In an appearance on Cheryl Burke's "Sex, Lies and Spray Tans" podcast this week, Tom said he'd made his case for an apolitical 2019 season to the showrunner and a producer, telling them he wanted "DWTS" to serve as a "wonderful escape from all that divisiveness for two hours a week." They agreed, Tom recalled, then cast Sean Spicer anyway.
"I said, 'Guys, this is exactly what we said we wouldn't do.' And I would have responded the same way if they had booked Hillary Clinton, whom I voted for," the TV personality explained, per THR. He felt strongly that "DWTS" should "give people a break from" the country's increasingly divided politics. Tom said he offered to sit the 2019 season out, though he'd just signed a new contract. In response, the producers offered to let him out of his contract and leave the show.
"My temper kicked in," Tom recalled. "I was at least going to let people know that they f****** lied to me." On Twitter in August 2019, without warning producers in advance, Tom told fans he hoped the new season would be "a joyful respite from our exhausting political climate and free of inevitably divisive bookings from ANY party affiliations," but instead "a decision was made to … 'go in a different direction.'"

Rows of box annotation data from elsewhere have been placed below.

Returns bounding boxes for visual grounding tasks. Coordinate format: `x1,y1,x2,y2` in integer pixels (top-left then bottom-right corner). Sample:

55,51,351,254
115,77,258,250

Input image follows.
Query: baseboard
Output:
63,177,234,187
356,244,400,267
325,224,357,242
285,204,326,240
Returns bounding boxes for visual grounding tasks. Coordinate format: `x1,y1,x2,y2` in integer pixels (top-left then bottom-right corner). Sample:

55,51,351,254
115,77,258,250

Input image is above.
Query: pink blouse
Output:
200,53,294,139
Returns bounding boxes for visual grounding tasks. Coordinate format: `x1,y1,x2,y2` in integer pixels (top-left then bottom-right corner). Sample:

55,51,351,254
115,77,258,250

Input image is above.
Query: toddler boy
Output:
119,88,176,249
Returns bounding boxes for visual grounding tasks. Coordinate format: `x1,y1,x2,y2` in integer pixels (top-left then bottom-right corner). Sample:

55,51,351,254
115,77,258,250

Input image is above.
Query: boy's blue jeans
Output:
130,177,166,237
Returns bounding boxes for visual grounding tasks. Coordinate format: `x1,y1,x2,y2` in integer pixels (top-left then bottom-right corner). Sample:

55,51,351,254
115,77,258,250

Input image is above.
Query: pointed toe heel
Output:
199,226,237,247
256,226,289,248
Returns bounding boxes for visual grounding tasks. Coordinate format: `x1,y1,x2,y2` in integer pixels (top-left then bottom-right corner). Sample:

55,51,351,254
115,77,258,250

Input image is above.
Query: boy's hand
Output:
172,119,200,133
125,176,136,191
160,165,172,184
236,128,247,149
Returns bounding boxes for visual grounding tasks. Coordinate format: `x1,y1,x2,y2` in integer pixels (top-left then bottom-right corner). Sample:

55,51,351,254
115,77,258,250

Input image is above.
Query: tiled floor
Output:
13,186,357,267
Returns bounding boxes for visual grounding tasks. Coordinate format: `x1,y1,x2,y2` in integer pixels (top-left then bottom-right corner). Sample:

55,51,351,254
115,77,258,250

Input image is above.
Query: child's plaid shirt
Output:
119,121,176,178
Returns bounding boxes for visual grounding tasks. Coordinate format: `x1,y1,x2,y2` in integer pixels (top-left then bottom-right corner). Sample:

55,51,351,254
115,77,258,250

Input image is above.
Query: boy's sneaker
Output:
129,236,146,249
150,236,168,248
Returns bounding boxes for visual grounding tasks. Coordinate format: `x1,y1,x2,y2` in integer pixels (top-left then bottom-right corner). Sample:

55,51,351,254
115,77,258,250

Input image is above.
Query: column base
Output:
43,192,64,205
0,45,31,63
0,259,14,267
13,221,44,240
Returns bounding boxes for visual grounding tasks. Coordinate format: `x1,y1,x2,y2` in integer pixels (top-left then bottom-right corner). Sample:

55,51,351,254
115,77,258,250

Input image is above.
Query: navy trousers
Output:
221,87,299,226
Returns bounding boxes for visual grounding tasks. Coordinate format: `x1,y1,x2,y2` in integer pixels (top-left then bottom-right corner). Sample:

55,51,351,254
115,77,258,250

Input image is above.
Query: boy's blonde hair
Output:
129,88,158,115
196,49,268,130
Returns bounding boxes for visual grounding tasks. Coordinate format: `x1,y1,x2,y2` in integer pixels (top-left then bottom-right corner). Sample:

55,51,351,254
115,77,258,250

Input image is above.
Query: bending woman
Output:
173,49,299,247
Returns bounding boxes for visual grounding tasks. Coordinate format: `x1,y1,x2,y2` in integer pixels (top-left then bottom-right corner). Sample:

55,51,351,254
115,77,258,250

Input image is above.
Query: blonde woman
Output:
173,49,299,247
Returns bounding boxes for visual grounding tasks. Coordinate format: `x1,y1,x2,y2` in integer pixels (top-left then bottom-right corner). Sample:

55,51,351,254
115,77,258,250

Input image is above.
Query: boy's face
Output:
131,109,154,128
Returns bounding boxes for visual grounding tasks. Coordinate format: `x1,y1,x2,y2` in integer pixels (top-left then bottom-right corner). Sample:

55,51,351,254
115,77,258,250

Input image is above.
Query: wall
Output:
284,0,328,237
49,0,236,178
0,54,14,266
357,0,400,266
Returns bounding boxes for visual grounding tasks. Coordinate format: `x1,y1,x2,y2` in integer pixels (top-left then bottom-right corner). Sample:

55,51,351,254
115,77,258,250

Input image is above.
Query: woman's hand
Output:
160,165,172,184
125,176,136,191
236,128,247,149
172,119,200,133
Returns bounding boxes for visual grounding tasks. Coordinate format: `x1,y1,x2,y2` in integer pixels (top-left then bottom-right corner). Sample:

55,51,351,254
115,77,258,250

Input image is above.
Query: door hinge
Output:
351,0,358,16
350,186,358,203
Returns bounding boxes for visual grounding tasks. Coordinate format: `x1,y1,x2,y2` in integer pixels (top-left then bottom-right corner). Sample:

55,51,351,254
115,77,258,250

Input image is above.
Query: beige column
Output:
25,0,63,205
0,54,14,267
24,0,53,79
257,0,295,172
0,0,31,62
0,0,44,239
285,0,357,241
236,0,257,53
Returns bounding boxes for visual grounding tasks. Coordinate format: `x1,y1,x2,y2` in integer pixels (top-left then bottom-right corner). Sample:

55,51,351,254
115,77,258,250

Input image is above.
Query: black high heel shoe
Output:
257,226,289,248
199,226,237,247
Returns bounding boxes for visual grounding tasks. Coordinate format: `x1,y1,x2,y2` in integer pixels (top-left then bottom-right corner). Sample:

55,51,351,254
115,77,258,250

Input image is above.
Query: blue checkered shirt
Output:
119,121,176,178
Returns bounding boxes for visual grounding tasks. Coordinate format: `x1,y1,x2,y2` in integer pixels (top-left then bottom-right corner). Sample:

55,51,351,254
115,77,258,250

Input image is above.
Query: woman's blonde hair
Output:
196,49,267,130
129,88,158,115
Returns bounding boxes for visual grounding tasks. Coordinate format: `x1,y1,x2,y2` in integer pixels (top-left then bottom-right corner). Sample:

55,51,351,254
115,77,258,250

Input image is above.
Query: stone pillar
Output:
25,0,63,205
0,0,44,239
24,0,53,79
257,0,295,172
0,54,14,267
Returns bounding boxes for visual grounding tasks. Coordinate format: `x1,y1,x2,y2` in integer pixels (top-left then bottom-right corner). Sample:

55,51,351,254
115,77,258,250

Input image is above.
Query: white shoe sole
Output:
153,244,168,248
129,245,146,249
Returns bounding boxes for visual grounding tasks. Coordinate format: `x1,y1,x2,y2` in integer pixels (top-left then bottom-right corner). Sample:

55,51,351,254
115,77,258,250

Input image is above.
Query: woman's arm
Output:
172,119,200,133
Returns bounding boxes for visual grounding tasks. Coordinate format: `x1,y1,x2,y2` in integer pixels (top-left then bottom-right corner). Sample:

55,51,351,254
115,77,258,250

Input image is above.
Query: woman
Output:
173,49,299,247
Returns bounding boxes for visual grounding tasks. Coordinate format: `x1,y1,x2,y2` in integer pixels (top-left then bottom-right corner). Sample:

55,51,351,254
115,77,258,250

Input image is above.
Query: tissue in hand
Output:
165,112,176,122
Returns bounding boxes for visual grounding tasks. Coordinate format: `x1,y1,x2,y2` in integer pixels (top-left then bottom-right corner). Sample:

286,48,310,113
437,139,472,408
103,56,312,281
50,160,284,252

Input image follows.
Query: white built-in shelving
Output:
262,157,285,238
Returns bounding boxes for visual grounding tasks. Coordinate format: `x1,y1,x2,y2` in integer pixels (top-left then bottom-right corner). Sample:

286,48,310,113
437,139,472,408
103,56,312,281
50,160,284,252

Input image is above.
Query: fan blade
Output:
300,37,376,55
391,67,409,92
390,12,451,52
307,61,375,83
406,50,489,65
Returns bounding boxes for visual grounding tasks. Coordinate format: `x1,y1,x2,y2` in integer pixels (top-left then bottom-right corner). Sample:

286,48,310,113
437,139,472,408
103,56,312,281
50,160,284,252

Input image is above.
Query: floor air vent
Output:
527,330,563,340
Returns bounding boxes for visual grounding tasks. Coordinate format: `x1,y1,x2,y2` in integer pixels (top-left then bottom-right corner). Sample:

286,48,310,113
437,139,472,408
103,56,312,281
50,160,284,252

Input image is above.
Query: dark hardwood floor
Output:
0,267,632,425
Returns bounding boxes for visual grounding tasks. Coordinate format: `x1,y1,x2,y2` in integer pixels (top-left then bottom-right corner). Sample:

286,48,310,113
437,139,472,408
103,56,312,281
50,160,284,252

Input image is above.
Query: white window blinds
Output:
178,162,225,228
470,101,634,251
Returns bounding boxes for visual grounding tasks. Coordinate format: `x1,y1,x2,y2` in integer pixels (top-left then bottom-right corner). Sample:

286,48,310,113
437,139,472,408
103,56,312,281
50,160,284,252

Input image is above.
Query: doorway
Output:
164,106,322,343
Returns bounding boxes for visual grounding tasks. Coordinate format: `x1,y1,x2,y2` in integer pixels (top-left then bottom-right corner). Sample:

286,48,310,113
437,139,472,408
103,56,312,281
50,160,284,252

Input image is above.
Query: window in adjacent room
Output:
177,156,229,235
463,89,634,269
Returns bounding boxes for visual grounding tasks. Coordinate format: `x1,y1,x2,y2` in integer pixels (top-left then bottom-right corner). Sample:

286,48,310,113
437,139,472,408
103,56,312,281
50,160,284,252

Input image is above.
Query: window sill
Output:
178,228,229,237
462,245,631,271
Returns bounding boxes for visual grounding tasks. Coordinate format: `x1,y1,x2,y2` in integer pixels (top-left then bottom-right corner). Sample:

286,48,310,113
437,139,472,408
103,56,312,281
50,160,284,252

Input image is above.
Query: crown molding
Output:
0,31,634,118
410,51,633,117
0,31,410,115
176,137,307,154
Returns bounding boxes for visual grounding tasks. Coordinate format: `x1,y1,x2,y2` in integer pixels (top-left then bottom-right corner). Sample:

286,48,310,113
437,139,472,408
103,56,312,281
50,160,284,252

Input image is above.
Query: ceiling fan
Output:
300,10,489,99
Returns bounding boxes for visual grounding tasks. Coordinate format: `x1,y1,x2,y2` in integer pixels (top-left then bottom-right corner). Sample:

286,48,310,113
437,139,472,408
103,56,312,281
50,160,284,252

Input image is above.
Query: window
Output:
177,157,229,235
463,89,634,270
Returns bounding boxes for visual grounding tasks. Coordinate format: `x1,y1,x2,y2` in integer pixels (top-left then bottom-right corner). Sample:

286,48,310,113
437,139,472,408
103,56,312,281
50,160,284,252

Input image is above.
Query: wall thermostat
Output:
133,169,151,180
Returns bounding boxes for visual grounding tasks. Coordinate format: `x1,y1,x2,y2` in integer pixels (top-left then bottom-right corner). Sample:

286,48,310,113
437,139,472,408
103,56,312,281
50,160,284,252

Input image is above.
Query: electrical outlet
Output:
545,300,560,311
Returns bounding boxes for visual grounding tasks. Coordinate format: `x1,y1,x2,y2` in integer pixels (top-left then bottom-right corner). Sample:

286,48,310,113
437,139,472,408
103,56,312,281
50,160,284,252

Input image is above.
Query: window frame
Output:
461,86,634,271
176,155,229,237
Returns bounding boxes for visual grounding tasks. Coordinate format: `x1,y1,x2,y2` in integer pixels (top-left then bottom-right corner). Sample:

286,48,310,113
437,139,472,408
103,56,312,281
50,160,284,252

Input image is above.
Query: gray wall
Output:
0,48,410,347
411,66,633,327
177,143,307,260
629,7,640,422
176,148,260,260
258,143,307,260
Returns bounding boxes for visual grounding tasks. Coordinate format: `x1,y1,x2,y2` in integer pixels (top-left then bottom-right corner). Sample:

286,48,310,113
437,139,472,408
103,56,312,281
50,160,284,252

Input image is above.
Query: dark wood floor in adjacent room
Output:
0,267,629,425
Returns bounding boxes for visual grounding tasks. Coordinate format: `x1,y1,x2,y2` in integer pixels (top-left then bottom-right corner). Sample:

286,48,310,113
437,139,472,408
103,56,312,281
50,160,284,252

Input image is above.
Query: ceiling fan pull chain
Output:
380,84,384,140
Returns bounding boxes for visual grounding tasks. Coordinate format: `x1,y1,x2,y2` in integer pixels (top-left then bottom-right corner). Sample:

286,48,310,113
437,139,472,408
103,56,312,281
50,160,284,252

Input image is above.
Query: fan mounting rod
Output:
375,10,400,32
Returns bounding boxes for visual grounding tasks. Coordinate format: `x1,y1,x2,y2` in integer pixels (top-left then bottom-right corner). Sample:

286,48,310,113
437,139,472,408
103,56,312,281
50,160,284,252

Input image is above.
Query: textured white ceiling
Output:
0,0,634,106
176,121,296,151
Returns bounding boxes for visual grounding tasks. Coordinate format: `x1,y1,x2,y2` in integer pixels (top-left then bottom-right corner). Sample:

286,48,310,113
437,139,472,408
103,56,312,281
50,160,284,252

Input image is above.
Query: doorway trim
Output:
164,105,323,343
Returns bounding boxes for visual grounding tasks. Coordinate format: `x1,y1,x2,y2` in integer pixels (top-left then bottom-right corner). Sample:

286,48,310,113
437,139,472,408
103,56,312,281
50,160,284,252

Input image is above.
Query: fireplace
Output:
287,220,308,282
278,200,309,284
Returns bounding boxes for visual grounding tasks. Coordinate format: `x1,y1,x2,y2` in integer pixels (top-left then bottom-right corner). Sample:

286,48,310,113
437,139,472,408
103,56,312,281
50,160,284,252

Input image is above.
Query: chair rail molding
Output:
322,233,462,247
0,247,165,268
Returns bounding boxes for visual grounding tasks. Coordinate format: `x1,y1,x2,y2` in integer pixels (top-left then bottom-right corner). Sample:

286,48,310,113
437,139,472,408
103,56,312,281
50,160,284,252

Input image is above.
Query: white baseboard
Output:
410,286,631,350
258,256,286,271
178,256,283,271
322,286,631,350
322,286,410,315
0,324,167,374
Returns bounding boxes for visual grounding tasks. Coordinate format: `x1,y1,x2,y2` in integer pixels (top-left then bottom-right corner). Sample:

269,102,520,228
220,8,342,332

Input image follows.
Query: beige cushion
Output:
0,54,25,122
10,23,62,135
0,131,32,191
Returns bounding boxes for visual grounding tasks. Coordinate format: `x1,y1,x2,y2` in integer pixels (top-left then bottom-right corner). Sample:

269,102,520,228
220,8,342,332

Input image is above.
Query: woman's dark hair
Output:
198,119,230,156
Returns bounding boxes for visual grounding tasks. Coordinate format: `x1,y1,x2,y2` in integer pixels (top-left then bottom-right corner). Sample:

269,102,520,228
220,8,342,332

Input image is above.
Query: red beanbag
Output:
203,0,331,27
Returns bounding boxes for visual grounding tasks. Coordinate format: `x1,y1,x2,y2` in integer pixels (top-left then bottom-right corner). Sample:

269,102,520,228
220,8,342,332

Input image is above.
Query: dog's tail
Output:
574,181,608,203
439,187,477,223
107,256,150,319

Calling the casting move "a step too far on the cusp of an election year," Tom told Cheryl that's when he "knew this is probably my last season, because of that one betrayal." And it was – both he and Erin were fired in July 2020. "Had it been a Democrat, same statement," Tom added. "Honestly. It's not about my political beliefs. It's about what is this show at its best. And we were becoming the show at its worst."
Stunt double doc
While shooting the second-to-last Harry Potter movie, Daniel Radcliffe's longtime stunt double suffered an accident on set that left him paralyzed from the chest down. His story is now the subject of a documentary called "David Holmes: The Boy Who Lived," Variety reports. Executive produced by Daniel, who also appears throughout the film in interviews, the doc looks at how "David's extraordinary spirit of resilience" becomes a "source of strength and inspiration" to his friends and colleagues, according to the movie's official synopsis.
"I think there's a myth around stuntmen that they are just superhuman in some way," Daniel previously told Variety. "When the public see something really painful or horrible, they think it was a visual effect or that there's some clever, safe way of doing it. Often that's not the case. There's no way of faking, for example, falling down stairs. When you get hit by a car, you're still getting hit by a car, even if it's going slower than it would. They find the safest way of doing it, but it can still hurt."